Deniz Suyundaki Tuzun da Son Derece Hassas Bir Ölçüsü Vardır
Yapılan araştırmalarla deniz suyunun ortalama tuzluluk derecesinin, ağırlığa oranla %3.5 olduğu tespit edilmiştir. Bir kilogram tuzlu suda 34.7 gram mineral tuz mevcuttur. Bu, 1 mil (1.852 metre) suda yaklaşık 186 milyon ton tuzun var olduğu anlamına gelmektedir. Okyanuslardaki bu tuz miktarı ile kıtaların tamamı 152.300 metre kalınlığında bir tuz tabakasıyla kaplanabilirdi. Bu tuzluluğun nasıl oluştuğu, oranının nasıl sabit kaldığı bilim adamlarının araştırma konusudur.
Bilim adamları deniz suyunun tuzluluğunun nasıl oluştuğu konusunda birçok tez ortaya atmışlardır. Bir görüş, karalarda bulunan elementlerin yüzeysel aşınma ile denizlere taşındığını, bu nedenle karalarda bulunan elementlerin tamamının deniz suyunda bulunduğunu savunur. Örneğin sıcak deniz suyunun %85’inden fazlası, sodyum klorür, diğer bir deyişle sofra tuzundan meydana gelir. Nehirler tarafından taşınan sodyum gibi mineraller ise toprak ve kayaların aşınması sonucu ortaya çıkan eriyik ve süspansiyonlardan oluşur. Fakat bor ve klor gibi diğer elementlerin varlığı, nehirlerin getirdikleri ile açıklanamamakta, dolayısıyla bu oluşumda diğer gereçlerin de rol oynadığı düşünülmektedir.
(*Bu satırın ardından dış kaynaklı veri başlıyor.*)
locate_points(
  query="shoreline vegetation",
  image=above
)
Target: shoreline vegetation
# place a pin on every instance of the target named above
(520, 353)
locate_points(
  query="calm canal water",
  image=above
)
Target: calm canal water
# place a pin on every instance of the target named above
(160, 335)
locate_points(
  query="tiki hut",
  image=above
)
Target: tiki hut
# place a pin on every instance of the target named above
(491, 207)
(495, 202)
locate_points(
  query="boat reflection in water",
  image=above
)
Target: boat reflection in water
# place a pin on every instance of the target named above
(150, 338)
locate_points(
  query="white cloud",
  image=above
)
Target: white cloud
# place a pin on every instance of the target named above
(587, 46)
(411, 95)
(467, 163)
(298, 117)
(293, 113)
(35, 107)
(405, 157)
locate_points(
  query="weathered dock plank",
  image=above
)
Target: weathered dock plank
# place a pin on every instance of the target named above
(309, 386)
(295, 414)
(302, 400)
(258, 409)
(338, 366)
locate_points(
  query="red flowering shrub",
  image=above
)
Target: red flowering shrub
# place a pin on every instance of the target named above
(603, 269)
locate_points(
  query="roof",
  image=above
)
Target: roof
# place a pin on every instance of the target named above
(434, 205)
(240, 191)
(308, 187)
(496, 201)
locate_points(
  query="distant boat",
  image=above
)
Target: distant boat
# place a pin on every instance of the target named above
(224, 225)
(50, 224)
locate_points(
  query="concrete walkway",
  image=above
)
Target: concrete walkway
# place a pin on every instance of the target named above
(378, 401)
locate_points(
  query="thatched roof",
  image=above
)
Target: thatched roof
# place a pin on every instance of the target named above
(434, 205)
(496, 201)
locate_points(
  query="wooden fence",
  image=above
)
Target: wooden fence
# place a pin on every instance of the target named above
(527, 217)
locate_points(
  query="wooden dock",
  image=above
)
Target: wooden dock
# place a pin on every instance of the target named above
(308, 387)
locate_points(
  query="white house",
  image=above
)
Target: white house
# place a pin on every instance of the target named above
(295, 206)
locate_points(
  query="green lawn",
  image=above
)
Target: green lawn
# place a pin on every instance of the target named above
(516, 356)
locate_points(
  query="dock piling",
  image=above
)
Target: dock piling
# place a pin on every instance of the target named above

Bu konudaki bir başka görüş ise yerkabuğu katmanları arasında bulunan gazlara bağlı olarak açıklanır. Çeşitli dönemlerde yerkabuğu ile yer merkezi arasında kalan katmanın, zehirli gazlardan arınması sırasında diğer maddelerle beraber su ve klor da yerkabuğunun hemen altındaki erimiş volkanik kayaların arasından ortaya çıkar. Bu görüşe göre günümüzde çeşitli aşındırma etmenleri (rüzgar, akarsular, yağmur suları vb) sonucunda atmosfere yayılan bu elementler ise denizlere yağmur veya kar şeklinde geri dönerler.
Minerallerin deniz sularına bir diğer aktarılış yolu ise ölen deniz hayvanları vasıtasıyla olmaktadır. Deniz hayvanları öldüklerinde, toprağa karışarak tekrar denize dönerler.
Denizler Neden Giderek Daha Tuzlu Hale Gelmez?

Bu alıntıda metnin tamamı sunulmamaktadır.